Ballacks Knöchel ist ein schönes Beispiel dafür, wie gut diese neuen, selbst gewählten und individuellen Filter funktionieren. Für mich interessante Themen erreichen mich tatsächlich über eine soziale Vorauswahl, die zugleich dafür sorgt, dass wirklich wichtige Nachrichten aus eigentlich für mich uninteressanten Gebieten doch irgendwie zu mir durchdringen, weil einfach sehr viele Leute in meinem Umkreis sie weitertragen. Die kann ich bei Zeit und Interesse tiefer gehend nachlesen oder auch nicht, während mich das Fernsehen zum ab- oder umschalten zwingt und Zeitungen aus Papier mich zuverlässig morgens mit den schal gewordenen Schlagzeilen von gestern anschreien. Eigentlich ist es das Gegenteil einer Informationsflut: Ignorieren war noch nie einfacher. Ich frage mich manchmal, ob hier nicht der tiefere Grund für die Zeitungskrise liegt als nur bei der Zahlungsbereitschaft der Leser.

P.S.: Natürlich habe ich gestern dann den erstbesten SPON-Artikel über Ballack in der Mittagspause auf dem Handy gelesen. Schließlich hat meine Verwandlung zum Werfan schon wieder eingesetzt.

5 Gedanken zu „Ballacks Nationalknöchel oder: The Message is the Medium“

  1. Interessante Theorie, die du leider nur am Rande erwähnst. Menschen lesen statt Online-Medien lesen und die Meldungen, die für dich interessant sind, finden dich trotzdem. Menschen als die Medien von morgen. Darüber lohnt es sich wirklich, mal nachzudenken!

  2. Gehöre auch zu den Werfans und von daher interessiert die Ballackgeschichte schon.
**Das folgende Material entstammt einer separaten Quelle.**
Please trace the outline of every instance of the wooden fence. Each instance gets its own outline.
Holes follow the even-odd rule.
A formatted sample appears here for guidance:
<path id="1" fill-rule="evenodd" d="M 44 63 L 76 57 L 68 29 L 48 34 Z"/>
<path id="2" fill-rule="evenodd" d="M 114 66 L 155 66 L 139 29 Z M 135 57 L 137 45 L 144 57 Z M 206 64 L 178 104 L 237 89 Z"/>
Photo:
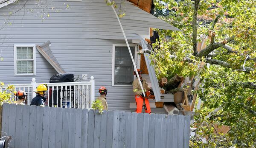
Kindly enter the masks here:
<path id="1" fill-rule="evenodd" d="M 11 148 L 189 148 L 189 116 L 7 103 L 2 114 Z"/>

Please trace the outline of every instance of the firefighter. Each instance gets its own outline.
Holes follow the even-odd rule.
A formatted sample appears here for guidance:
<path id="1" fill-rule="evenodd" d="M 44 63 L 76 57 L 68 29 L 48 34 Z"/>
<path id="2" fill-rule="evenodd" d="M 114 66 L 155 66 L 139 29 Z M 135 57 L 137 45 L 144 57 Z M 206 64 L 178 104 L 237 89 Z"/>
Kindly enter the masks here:
<path id="1" fill-rule="evenodd" d="M 46 98 L 45 96 L 47 91 L 47 87 L 45 85 L 39 85 L 36 89 L 34 90 L 37 95 L 32 99 L 30 105 L 45 106 L 45 101 L 46 100 Z"/>
<path id="2" fill-rule="evenodd" d="M 107 95 L 107 92 L 108 90 L 106 87 L 101 87 L 99 89 L 99 92 L 100 94 L 99 97 L 98 97 L 96 99 L 100 100 L 102 103 L 103 105 L 103 110 L 108 110 L 108 103 L 107 103 L 107 98 L 106 96 Z"/>
<path id="3" fill-rule="evenodd" d="M 144 89 L 144 92 L 145 92 L 146 91 L 150 90 L 150 87 L 148 86 L 148 83 L 145 79 L 142 78 L 141 77 L 142 71 L 140 69 L 137 69 L 137 71 L 139 74 L 140 80 L 142 84 L 143 88 Z M 150 109 L 150 106 L 148 99 L 144 96 L 141 88 L 140 85 L 139 80 L 137 78 L 136 73 L 134 71 L 134 75 L 136 75 L 136 78 L 132 84 L 133 87 L 133 92 L 135 94 L 135 101 L 136 101 L 136 105 L 137 108 L 136 109 L 136 112 L 137 113 L 142 112 L 142 108 L 144 106 L 145 112 L 149 114 L 151 113 L 151 109 Z"/>
<path id="4" fill-rule="evenodd" d="M 26 99 L 27 94 L 23 90 L 19 90 L 17 92 L 14 94 L 17 99 L 16 104 L 24 105 L 24 101 Z"/>

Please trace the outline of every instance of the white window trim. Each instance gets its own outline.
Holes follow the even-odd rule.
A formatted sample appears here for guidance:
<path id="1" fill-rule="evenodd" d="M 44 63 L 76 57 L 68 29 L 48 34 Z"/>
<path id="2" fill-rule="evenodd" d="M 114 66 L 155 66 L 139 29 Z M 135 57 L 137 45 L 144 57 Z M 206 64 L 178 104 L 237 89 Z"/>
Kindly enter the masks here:
<path id="1" fill-rule="evenodd" d="M 14 45 L 14 75 L 36 75 L 36 64 L 35 60 L 35 44 L 16 44 Z M 33 59 L 31 59 L 31 61 L 33 60 L 33 64 L 34 65 L 34 73 L 17 73 L 17 47 L 33 47 Z M 22 61 L 19 60 L 19 61 Z M 26 61 L 29 61 L 26 60 Z"/>
<path id="2" fill-rule="evenodd" d="M 134 61 L 136 64 L 137 68 L 140 68 L 140 56 L 137 56 L 137 51 L 139 47 L 137 44 L 129 44 L 130 47 L 135 47 L 135 57 Z M 113 44 L 112 48 L 112 86 L 113 87 L 123 87 L 123 86 L 131 86 L 132 85 L 115 85 L 115 47 L 116 46 L 124 46 L 127 47 L 126 44 Z M 134 76 L 134 80 L 135 78 L 135 76 Z"/>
Aber einen Brennpunkt zu schalten halte ich trotz des ganzen Fangeheules für unangebracht! Obwohl…. Was wurde denn Ersetzt?
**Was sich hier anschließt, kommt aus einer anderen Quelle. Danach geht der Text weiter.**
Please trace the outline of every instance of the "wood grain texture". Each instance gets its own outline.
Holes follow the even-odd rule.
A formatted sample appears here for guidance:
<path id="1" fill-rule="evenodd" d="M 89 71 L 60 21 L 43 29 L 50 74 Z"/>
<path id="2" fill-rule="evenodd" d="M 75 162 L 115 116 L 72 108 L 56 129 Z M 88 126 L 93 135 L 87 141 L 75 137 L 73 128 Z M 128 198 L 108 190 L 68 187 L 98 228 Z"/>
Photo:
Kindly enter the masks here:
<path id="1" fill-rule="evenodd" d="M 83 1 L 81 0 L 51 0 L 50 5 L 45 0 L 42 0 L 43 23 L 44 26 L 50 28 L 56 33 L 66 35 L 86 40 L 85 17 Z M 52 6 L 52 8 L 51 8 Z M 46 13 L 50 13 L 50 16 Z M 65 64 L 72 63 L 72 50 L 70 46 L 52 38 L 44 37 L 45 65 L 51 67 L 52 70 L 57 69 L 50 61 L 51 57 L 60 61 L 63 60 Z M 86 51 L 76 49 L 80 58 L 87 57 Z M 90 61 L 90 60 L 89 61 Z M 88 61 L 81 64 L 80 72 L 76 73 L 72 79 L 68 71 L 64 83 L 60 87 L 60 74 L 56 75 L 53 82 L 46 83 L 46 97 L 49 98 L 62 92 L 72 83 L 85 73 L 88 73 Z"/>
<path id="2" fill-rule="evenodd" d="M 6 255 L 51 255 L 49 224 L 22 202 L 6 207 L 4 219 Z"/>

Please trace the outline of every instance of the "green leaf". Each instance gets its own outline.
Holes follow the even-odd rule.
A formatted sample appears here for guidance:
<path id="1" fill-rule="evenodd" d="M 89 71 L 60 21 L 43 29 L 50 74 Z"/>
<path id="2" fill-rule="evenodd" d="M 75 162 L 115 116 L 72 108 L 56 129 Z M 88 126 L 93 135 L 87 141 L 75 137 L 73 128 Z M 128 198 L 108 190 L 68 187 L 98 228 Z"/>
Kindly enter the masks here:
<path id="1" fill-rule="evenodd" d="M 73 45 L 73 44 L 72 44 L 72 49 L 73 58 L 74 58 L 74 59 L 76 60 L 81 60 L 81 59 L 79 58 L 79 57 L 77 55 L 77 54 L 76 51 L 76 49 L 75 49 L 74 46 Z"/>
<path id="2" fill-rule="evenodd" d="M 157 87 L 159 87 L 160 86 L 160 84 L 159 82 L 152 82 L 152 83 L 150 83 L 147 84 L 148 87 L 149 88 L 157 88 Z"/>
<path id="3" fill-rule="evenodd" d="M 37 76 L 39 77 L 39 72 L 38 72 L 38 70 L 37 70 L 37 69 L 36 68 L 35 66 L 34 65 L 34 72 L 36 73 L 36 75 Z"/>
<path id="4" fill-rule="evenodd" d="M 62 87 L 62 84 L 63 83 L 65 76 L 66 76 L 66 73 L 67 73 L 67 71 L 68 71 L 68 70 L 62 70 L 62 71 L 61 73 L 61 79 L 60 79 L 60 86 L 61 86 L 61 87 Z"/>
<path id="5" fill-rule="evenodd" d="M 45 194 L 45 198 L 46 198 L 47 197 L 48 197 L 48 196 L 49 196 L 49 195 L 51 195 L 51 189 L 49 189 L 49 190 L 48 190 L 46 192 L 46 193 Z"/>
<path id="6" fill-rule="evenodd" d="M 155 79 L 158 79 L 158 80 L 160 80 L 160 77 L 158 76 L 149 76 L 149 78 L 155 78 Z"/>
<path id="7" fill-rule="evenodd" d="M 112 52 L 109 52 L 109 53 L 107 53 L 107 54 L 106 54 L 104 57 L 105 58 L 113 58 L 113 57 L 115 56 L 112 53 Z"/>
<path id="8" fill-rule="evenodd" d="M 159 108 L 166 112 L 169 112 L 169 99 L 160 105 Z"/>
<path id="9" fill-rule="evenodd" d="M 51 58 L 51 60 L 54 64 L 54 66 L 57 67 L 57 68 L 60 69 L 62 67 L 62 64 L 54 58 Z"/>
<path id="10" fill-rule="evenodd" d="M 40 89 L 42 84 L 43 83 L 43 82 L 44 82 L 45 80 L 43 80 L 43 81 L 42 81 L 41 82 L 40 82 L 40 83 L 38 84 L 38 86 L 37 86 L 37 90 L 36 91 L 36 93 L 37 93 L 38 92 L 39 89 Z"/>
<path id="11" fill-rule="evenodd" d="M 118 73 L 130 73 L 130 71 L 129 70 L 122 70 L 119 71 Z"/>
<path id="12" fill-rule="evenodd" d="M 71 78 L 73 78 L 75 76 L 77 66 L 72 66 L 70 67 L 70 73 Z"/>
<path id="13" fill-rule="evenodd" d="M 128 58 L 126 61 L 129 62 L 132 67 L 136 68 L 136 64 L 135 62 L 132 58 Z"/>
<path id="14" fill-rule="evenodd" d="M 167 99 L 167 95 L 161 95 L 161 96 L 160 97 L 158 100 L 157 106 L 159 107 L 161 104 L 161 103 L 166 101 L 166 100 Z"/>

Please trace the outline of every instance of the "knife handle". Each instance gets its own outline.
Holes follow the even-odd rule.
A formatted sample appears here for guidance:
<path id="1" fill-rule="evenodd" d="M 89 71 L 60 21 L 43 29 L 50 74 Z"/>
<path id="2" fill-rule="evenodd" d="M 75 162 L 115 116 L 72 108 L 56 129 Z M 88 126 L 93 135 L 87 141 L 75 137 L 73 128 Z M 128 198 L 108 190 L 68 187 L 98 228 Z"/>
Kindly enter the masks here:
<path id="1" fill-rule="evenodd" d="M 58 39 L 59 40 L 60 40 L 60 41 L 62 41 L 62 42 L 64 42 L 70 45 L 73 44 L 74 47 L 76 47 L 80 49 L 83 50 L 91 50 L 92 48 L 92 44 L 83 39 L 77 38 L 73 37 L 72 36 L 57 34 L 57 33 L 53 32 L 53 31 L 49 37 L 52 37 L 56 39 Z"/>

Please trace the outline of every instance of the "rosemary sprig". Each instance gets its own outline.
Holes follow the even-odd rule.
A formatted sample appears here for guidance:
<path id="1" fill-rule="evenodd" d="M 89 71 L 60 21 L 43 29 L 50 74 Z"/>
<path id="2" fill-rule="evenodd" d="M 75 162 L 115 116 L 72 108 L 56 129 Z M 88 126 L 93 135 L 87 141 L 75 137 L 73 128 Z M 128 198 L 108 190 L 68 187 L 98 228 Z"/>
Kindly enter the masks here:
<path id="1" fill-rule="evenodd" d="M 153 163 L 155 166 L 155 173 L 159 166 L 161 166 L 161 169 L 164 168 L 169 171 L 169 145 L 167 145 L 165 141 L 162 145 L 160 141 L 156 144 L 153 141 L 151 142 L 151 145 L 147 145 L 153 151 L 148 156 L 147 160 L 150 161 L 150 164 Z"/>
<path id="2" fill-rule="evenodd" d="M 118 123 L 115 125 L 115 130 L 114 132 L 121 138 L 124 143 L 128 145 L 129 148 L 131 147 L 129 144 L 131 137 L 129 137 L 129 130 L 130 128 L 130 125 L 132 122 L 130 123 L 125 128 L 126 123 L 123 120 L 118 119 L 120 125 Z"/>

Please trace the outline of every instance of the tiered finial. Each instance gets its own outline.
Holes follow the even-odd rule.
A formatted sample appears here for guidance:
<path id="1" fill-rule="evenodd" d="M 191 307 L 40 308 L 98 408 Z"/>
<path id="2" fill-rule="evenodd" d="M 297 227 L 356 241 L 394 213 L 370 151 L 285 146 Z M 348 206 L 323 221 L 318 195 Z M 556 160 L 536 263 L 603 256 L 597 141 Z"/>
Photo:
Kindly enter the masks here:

  3. Es wäre schön, wenn die Leute andere Sorgen hätten, als sich Ballack-Sondersendungen anzusehen, stattdessen gründen sie noch lieber jede Menge fiese Facebookgruppen voller ätzender Schmähungen auf den angeblichen neuen “Staatsfeind” – erschreckend! Die dunkle Seite der Social-Media Macht ….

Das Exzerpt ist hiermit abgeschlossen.